Location
- 1073 New Brooklyn Road Williamstown, New Jersey
- 39°41′23″N 74°57′57″W﻿ / ﻿39.68972°N 74.96583°W

Information
- Type: Private
- Religious affiliation: Baptist
- Established: 1968
- Closed: 2012
- Faculty: 19.5 (on FTE basis)
- Grades: K-12
- Enrollment: 119 (in K-12, plus 6 in Pre-K) (2009-10)
- Student to teacher ratio: 6.1:1
- Colors: Royal Blue and Gold
- Mascot: Warriors

= Victory Christian School (Williamstown, New Jersey) =

Victory Christian School was a private Christian school located in the Williamstown section of Monroe Township, in Gloucester County, New Jersey, United States. The school was coeducational and Baptist-affiliated, serving students in kindergarten through twelfth grade.
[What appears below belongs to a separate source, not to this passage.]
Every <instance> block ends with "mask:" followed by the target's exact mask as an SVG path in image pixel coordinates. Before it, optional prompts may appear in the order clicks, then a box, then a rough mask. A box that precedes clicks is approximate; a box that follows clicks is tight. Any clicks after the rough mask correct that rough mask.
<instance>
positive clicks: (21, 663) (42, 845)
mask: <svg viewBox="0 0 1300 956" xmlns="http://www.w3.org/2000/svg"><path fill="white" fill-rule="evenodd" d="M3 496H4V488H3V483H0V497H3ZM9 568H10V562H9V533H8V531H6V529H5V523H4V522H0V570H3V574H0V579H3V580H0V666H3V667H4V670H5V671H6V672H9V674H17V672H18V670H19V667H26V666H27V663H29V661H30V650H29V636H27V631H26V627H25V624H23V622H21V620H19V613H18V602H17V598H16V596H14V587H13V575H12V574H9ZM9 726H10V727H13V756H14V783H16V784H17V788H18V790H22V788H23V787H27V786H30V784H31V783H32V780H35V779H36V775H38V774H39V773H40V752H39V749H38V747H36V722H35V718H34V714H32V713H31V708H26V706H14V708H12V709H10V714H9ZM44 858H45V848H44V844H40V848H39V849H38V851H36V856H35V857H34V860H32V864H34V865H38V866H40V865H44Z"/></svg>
The school colors were royal blue and gold, and its athletic teams were known as the "Warriors". The school was a member of the American Association of Christian Schools (AACS).

As of the 2009–10 school year, the school had 119 students (in K-12, plus 6 in Pre-Kindergarten) and 19.5 faculty members (on an FTE basis), for a student–teacher ratio of 6.1:1.